VisitScotland once ran a fatuous campaign under the rubric of Autumn Gold. Perhaps this added up to a grudging admission that we do not usually have much of a summer, our present one being the first since 1976 – and, for my money, I hope the last for as long again. The Scottish climate, apart from being lousy in a general sort of way, is especially bad in August, when more rain falls than in the spring and early summer. Since, round the northern hemisphere, it is in the high season that the millions head abroad from their humdrum homes to their dreamland of sun, sand, surf and (if they are lucky) sex, there is no reason for them to come to Scotland, where all four commodities tend to be in shorter supply than on the Costa Brava or the Greek islands.

The National:

Some Italian friends of mine love this country just because it is so unlike Italy. They think a scene of roasting flesh stretched out under a merciless sun properly belongs in Dante’s Inferno. As they quickly tire of the Mediterranean midsummer’s glare, they want nothing so much as to get away to a loch where the mist hangs low, or a skein of cloud is drawn across the scree on a hill, or a poison-green bog beckons the unwary walker to squelch in up to his calves. What they seek in Scotland is something different, not something the same.

We should therefore be honest about what we offer. I suppose the idea behind Autumn Gold was to suggest to Americans that in Scotland they can discover a slightly exotic variation on their own season of the fall – when the vast forests of their country are a blaze of russet hues, which can last in the often balmy weather right up to Christmas.

Unfortunately, in Scotland gold just is not the dominant colour in the autumn or at any time of year. We have either evergreen trees which remain evergreen, or else deciduous trees from which the dead leaves drop off in a few days during the first storms of October, leaving them black and bare and skeletal. Tourists seduced by the PR catchphrase would only have been fooled once.

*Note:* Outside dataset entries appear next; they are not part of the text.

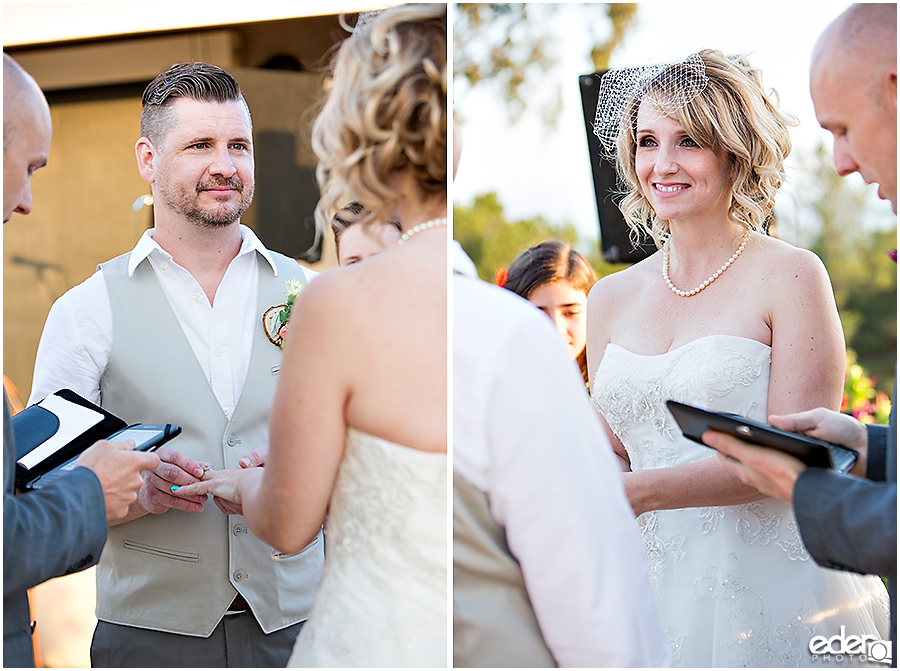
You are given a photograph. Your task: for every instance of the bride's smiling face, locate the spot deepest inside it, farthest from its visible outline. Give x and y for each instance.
(677, 176)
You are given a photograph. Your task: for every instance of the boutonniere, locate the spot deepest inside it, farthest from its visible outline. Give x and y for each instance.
(275, 319)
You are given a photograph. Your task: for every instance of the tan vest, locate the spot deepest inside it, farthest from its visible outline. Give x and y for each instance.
(178, 572)
(493, 621)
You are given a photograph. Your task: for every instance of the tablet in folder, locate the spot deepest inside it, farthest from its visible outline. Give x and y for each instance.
(51, 434)
(695, 421)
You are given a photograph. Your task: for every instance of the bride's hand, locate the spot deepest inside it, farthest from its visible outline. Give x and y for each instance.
(227, 487)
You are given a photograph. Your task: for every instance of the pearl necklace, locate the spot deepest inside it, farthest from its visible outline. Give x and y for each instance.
(713, 277)
(421, 227)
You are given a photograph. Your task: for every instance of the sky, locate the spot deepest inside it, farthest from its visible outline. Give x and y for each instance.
(541, 171)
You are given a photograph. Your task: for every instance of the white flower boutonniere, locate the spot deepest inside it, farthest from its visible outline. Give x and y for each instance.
(275, 319)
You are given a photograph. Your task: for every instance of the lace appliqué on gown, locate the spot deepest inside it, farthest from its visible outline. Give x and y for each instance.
(734, 584)
(382, 601)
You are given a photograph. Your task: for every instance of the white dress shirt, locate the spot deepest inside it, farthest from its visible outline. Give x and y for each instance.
(525, 434)
(75, 344)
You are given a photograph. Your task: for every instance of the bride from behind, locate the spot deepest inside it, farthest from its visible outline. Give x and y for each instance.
(725, 317)
(359, 421)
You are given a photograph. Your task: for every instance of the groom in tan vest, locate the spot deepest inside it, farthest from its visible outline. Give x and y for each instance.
(173, 332)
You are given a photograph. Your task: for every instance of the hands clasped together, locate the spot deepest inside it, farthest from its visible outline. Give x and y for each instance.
(180, 482)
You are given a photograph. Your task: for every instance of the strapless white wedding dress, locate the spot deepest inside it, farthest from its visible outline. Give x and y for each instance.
(382, 601)
(734, 585)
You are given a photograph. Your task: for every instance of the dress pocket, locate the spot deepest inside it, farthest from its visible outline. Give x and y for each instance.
(281, 555)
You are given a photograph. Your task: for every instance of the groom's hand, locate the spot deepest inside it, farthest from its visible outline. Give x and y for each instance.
(256, 457)
(771, 472)
(175, 468)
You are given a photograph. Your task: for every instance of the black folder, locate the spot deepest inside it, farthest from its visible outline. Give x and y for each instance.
(37, 424)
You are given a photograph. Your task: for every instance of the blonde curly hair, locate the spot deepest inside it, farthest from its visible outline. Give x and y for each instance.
(733, 116)
(386, 112)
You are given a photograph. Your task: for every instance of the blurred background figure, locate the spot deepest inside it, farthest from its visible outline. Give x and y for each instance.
(353, 242)
(557, 279)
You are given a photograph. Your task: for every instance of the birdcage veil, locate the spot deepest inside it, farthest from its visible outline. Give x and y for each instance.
(669, 87)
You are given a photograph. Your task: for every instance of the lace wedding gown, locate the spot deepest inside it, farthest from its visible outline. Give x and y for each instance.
(734, 585)
(382, 601)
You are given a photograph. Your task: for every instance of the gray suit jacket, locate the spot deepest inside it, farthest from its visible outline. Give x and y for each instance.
(58, 530)
(851, 523)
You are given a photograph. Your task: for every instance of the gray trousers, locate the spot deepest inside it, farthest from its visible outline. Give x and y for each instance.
(238, 641)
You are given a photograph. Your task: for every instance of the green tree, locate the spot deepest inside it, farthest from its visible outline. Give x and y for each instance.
(862, 273)
(492, 242)
(510, 44)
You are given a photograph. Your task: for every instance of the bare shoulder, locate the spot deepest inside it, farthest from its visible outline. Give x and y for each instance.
(618, 286)
(788, 264)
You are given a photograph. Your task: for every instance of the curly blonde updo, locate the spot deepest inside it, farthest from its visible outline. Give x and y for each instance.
(386, 112)
(733, 116)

IF in an idle moment I leaf through the travel supplements, I discover a novel trend of the 21st century, a different temper of the times: not to join the hordes, but to pick out a place or activity away from it all where you can do your own thing. Whatever else might be said about Scotland, it would be hard to confuse it with any other place on Earth. So why indulge ourselves in the PR fantasy that, if only our sell is hard enough, our slogans slick enough, then indeed we can entice the touristic masses of the Costa Brava or the Greek islands?

I would just reply: wha’s like us? But if I was going to choose another tourist destination to emulate, it would not be the Costa Brava. Let me suggest Switzerland.

Switzerland is, of course, a richer country than Scotland with much higher mountains and a much more developed tourist industry. Yet there are similarities: the charming combinations of varied landscapes, the lovely lakes, the hidden valleys, the old towns, the people attached to their own way of life and impenetrable accents. Switzerland has some sun, a lot of rain too, but no sea or surf. Of sex, being good Calvinists, they do not speak. So how does it sell itself as a tourist destination? And how, unlike Scotland, does it make a huge success of that?

Switzerland achieves this not by going downmarket but by going upmarket. It has some of the world’s most exclusive resorts and luxurious mountain hotels. Its cities are wealthy and its countryside is fruitful. It is not interested in having hordes of tourists who slop about all day, get drunk at night, then fight one another or vomit in the streets. It actually discourages foreign coach tours by charging them outrageous tolls for the use of its motorways. Yet the contribution of tourism to the Swiss economy is enormous – far greater than what Scotland can boast. Switzerland limits quantity but more than makes up for it with quality.

The Swiss have things we do not have, yet we also have things they do not have, the ocean and the islands, the emptiness and freedom of the landscapes and the seascapes. The real difference is that they exploit their advantages to attract a wealthy clientele who will spend a lot of money. We throw our advantages away by preferring to attract plebeian tour operators, and the cheapskates they bring with them.